I returned home buzzing with ideas, but also with a new found appreciation for where I work. Abundant Acres farm has a real spirit of experimentation and diversification that is unique and refreshing. While growing healthy vegetables intensively on a small scale similar to les Jardins de la Grelinette, Jen and Dave have many other interesting and innovative projects on the go. They produce as much compost as they can on-site, grow storage crops for the winter as well as summer crops, manage pastured cattle and laying hens, design and test important tools suited to small scale growing, experiment with cutting-edge cover crop hybrid mulching systems, and much more (seriously, I could go on for pages and pages). Abundant Acres has been an amazing place to learn and grow as a young farmer.

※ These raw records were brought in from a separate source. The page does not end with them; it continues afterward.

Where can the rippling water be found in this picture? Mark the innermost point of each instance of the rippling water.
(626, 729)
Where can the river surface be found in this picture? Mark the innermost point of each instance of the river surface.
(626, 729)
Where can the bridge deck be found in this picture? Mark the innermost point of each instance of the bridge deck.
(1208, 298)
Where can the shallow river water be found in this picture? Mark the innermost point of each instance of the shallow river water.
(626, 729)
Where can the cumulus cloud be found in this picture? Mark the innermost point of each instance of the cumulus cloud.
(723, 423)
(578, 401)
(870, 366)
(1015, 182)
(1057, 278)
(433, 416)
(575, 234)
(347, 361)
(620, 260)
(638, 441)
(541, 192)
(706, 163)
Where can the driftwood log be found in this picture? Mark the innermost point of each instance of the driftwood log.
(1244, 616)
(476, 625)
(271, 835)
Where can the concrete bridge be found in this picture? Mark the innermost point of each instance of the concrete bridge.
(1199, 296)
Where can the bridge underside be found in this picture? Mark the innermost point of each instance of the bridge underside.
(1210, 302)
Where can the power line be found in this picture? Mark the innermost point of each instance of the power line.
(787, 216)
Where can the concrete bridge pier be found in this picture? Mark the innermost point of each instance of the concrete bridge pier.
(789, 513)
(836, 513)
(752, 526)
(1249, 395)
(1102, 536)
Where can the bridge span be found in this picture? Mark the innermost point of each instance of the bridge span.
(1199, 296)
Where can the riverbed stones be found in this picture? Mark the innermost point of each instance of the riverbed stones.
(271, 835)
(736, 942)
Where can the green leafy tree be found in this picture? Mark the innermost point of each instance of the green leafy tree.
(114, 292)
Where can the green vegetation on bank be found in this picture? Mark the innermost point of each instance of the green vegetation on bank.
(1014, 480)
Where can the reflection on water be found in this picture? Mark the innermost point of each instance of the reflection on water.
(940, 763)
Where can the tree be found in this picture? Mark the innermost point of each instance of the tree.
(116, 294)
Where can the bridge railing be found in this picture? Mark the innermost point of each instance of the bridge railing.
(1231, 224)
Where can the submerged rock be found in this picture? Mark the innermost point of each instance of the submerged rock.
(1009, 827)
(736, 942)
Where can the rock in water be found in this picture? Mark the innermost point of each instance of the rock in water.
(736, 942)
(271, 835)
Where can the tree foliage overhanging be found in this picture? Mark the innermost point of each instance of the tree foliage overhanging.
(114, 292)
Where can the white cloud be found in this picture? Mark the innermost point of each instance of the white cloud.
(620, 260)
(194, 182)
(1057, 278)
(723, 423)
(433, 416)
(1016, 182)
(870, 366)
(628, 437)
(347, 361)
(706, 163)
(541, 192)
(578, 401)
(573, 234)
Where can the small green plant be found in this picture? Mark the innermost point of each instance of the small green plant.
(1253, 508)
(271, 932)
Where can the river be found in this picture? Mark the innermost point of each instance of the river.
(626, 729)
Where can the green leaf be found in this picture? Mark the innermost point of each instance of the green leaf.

However, don’t take my word for it! Come out and see for yourself on open farm day on Saturday October 11 from 2pm onwards. As I’ve learned from the Quebec farm tour, visiting farms is a fun, educational, and rewarding way to connect with the land and people that sustain us all. It is a great way to remember that:
“Whatever lofty things you may accomplish today, you will do them only because you first ate something that grew out of dirt.” – Barbara Kingsolver
See you all soon!
Jen, Dave, Boo Boo, New New, Ben-Chi, Lori and Nash
P.S. Below are more pictures form my trip!
Stawberry seedlings planted in August that will over winter and produce by the 1st of May on Ferme Horticole Jean-Yves Gamelin.
Fall raspberries grown in a multi-bay high tunnel (large unheated greenhouses) at Ferme Horticole Jean-Yzves Gamelin.
Robin Fortin of Ferme de la Berceuse describing the unmatched delightful taste of Carmen red peppers.
Annual rye grass planted in between beds of field tomatoes at Potager Mont-Rouge, preventing erosion and weed pressure.
Now that’s some healthy looking soil! (les Jardins de la Grelinette)
Jean-Martin Fortier showing off his award winning leeks at les Jardins de la Grelinette.
Specialized tractor operated mechanical tillage equipment for permanent raised beds at les Jardins de Tessa.
Frédéric Duhamel warning us about a dangerous pest known as the swede midge. Luckily it has not yet made its way further east.